Jeff Lundrigan reviewed the Dreamcast version of Virtua Fighter 3tb for Next Generation, rating it four stars out of five, and stated: "A peek beneath the exterior shows that it's still got all the right moves – the question is, will you look?"

In the arcades, the game was very successful, to the point where the profits from this game and Virtua Fighter 4 helped recoup the losses Sega received from the commercial failure of Shenmue.
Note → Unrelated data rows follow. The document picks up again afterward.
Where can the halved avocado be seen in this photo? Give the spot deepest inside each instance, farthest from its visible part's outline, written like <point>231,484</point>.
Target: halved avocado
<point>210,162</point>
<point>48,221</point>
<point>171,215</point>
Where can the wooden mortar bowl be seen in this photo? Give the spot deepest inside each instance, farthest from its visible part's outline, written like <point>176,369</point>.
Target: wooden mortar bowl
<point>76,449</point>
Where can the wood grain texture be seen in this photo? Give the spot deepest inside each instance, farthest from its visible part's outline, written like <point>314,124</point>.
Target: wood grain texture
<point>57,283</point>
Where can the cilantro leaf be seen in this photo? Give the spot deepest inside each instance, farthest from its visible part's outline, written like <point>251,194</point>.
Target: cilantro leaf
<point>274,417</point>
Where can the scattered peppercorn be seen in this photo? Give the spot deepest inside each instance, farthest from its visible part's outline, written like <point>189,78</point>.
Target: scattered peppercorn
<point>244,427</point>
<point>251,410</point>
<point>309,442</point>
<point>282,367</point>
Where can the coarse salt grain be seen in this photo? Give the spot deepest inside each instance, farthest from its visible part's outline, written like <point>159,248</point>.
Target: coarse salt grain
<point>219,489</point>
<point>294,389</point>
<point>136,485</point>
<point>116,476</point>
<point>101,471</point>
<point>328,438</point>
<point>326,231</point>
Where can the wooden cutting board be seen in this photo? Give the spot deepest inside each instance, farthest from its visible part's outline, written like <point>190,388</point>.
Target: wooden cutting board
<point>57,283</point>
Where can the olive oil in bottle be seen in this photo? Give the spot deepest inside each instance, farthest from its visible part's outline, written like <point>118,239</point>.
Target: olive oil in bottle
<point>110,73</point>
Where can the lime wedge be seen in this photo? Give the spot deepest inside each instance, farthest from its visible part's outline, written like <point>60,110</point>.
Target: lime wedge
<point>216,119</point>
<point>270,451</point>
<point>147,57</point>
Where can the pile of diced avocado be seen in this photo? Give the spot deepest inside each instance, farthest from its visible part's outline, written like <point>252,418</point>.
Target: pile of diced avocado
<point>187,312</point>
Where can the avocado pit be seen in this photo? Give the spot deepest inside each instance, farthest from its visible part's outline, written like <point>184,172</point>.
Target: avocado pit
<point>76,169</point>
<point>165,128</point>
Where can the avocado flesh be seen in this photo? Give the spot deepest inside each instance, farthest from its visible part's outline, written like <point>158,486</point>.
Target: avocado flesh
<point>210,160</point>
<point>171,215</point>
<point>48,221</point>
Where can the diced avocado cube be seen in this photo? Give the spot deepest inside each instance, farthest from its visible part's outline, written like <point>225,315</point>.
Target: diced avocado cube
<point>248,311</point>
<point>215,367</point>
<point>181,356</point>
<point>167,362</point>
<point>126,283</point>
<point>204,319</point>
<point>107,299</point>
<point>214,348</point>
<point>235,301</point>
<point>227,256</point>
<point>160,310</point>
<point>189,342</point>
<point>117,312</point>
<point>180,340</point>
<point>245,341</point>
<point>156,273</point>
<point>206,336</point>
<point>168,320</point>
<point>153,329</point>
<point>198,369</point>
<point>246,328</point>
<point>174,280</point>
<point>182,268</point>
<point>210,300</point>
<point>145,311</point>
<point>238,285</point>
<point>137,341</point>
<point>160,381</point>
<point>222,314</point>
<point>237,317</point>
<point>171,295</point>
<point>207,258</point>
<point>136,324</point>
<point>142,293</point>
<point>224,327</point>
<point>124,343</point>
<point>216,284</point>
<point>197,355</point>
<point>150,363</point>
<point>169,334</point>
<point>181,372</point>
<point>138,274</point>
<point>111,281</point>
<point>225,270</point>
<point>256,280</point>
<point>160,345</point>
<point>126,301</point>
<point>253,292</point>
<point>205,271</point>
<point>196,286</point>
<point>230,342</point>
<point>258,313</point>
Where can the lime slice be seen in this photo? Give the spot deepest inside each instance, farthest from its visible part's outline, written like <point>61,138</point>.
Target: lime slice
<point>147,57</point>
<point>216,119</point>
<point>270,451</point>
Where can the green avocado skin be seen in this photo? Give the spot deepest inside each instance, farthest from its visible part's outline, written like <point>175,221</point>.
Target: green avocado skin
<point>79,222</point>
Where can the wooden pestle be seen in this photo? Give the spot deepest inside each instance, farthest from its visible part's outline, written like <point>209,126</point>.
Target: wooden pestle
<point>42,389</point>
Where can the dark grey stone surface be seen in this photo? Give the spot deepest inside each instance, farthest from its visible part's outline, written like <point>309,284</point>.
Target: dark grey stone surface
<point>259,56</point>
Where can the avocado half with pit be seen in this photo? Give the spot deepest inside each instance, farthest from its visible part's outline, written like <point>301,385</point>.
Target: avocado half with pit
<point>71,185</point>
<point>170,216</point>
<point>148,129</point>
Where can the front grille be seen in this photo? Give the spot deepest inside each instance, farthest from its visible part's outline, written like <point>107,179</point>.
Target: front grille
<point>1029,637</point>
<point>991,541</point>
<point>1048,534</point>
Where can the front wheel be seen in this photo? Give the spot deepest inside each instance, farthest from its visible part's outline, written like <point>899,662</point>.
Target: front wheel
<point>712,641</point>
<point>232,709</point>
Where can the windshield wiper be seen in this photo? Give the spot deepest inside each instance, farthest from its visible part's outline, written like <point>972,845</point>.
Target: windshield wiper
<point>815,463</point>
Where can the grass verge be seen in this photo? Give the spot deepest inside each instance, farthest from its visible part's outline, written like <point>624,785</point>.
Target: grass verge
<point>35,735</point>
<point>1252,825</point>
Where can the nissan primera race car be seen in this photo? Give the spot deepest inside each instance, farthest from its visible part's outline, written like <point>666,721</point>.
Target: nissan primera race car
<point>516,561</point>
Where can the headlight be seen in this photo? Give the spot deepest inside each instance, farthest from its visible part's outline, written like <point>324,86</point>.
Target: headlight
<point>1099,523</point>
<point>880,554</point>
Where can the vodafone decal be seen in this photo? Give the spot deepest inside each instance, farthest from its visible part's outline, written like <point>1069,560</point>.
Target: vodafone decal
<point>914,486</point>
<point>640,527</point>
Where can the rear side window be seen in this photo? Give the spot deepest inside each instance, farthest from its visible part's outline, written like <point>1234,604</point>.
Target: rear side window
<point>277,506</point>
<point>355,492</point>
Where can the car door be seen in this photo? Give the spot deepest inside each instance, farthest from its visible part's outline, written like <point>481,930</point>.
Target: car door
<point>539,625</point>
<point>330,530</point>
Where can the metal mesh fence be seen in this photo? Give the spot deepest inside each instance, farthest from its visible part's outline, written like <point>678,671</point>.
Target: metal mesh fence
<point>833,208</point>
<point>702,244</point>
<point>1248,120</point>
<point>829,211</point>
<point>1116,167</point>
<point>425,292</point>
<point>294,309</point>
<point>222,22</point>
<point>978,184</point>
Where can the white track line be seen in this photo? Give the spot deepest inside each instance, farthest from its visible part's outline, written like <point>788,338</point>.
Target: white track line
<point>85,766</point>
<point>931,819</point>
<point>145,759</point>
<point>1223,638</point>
It hit the top of the arcade charts in Japan upon release, despite initially appearing almost solely in arcades owned by Sega itself, due to the cabinet's high price.

The arcade release of 3tb would see a resurgence beginning in the mid-2010s, when Japanese game centers a-cho and Mikado began hosting new weekly tournaments. Those would eventually grow to large yearly events involving a wide variety of players both new and veteran. As of 2020, 3tb is widely played competitively in Japanese game centers, with a large number of weekly, monthly and yearly events coordinated by an informal organisation of players.